The Sanford B. Ladd School at 3640 Benton Blvd. will be considered. The school is a public elementary school building constructed in three phases, 1912, 1922, and completed in 1990. The building anchors the south half of a property that occupies two-thirds of a city block in central Kansas City, surrounded by contemporary residential development. The building is two stories with a raised basement; the concrete foundation supports the concrete structure, brick walls, and flat roof. The two primary building episodes give the building an L-shaped plan, augmented by two small wings that project from the north elevation.


The combined construction periods produced a school building that incorporates all the functions and design features of an Early Twentieth Century/Progressive Era Elementary School property type, as defined in the Multiple Property Documentation Form (MPDF) “Historic Resources of the Kansas City Missouri School District Pre-1970.” Unifying features across both building campaigns include the red brick walls with brown brick and cream-colored terracotta ornament that communicate the building’s five-part form, as well as the Jacobethan Revival details, such as shaped parapets, contrasting brickwork, pilaster capitals and bases, keystones, and pendants.
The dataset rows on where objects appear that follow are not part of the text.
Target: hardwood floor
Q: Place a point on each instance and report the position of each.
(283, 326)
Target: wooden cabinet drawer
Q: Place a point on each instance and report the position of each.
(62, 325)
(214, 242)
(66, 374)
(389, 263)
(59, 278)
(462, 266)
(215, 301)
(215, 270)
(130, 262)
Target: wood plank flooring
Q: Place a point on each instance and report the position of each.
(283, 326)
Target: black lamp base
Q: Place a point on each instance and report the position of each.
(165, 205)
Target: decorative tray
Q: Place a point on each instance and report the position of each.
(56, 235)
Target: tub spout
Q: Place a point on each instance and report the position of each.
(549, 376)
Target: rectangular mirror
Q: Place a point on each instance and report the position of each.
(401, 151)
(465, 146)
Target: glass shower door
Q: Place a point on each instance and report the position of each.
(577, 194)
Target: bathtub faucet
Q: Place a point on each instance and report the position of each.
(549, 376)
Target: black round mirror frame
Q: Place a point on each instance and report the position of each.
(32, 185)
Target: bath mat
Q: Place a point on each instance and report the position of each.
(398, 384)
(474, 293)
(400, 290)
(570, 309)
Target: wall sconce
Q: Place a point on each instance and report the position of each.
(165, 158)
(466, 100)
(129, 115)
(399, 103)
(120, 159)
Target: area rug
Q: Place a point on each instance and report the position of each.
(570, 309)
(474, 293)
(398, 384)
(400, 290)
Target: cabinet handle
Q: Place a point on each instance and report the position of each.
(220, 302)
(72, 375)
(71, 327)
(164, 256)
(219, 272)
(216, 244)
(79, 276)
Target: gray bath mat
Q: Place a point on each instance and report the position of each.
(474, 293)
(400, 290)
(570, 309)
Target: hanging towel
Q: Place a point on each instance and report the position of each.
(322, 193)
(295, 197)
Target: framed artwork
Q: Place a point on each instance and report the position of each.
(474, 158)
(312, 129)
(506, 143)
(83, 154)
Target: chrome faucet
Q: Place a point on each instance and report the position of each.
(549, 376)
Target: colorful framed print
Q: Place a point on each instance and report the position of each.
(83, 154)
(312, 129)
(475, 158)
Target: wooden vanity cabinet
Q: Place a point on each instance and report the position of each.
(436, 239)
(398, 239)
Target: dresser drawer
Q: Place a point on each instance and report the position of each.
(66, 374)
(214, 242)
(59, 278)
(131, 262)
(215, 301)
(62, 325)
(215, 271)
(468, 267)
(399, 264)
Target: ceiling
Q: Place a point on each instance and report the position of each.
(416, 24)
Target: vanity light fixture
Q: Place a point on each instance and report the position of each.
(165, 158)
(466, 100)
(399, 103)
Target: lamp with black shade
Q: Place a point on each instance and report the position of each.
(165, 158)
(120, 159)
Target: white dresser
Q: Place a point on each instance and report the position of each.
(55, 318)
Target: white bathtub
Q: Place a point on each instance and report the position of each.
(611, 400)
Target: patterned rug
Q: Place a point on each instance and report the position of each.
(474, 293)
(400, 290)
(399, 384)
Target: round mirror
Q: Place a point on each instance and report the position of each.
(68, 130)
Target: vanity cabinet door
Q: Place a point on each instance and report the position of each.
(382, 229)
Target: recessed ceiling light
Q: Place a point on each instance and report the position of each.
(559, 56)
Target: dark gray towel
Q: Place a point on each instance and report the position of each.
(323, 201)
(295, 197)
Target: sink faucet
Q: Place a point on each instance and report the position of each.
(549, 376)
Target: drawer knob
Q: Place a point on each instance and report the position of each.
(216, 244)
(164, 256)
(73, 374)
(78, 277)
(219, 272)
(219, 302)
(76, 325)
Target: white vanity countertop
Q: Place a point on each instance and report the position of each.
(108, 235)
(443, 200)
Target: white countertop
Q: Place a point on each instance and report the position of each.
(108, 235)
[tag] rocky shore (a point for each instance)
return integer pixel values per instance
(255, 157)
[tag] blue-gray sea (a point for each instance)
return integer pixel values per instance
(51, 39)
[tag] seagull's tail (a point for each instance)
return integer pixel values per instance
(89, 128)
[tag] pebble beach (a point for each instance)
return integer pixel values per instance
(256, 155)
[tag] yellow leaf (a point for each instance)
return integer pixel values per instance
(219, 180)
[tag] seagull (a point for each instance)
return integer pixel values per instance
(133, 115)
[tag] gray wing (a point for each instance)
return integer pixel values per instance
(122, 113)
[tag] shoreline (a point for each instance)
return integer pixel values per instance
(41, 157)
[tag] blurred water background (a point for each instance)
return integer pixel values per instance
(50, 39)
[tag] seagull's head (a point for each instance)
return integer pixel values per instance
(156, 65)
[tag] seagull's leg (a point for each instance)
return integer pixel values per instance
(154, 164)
Exterior alterations are limited to the replacement of windows and doors. On the interior, wide double-loaded corridors bisect the building to access the classrooms, the auditorium, the gymnasium, and the offices. Wide stairwells on either end of the building circulate vertically through all three floors. The classrooms have high ceilings with tall window openings lining at least one wall and transoms above the doors to facilitate the flow of air. The classroom configuration, along with the reinforced concrete structure, brick walls, and purpose- built auditorium and gymnasium, are essential to identifying this school as a Progressive Era Elementary School property type, as described in the MPDF. These character-defining features were designed to promote safety and hygiene, as well as the Progressive Era approach to education-by-doing using spaces dedicated to specialized subjects.


The Missouri Advisory Council on Historic Preservation is a group of historians, architects, archaeologists and citizens with an interest in historic preservation. The council is appointed by the governor and works with the Department of Natural Resources’ State Historic Preservation Office, which administers the National Register of Historic Places program for Missouri.


The council meets periodically to review Missouri property nominations to the National Register, the nation’s honor roll of historic properties. Approved nominations are forwarded to the Keeper of the National Register in Washington, D.C., for final approval.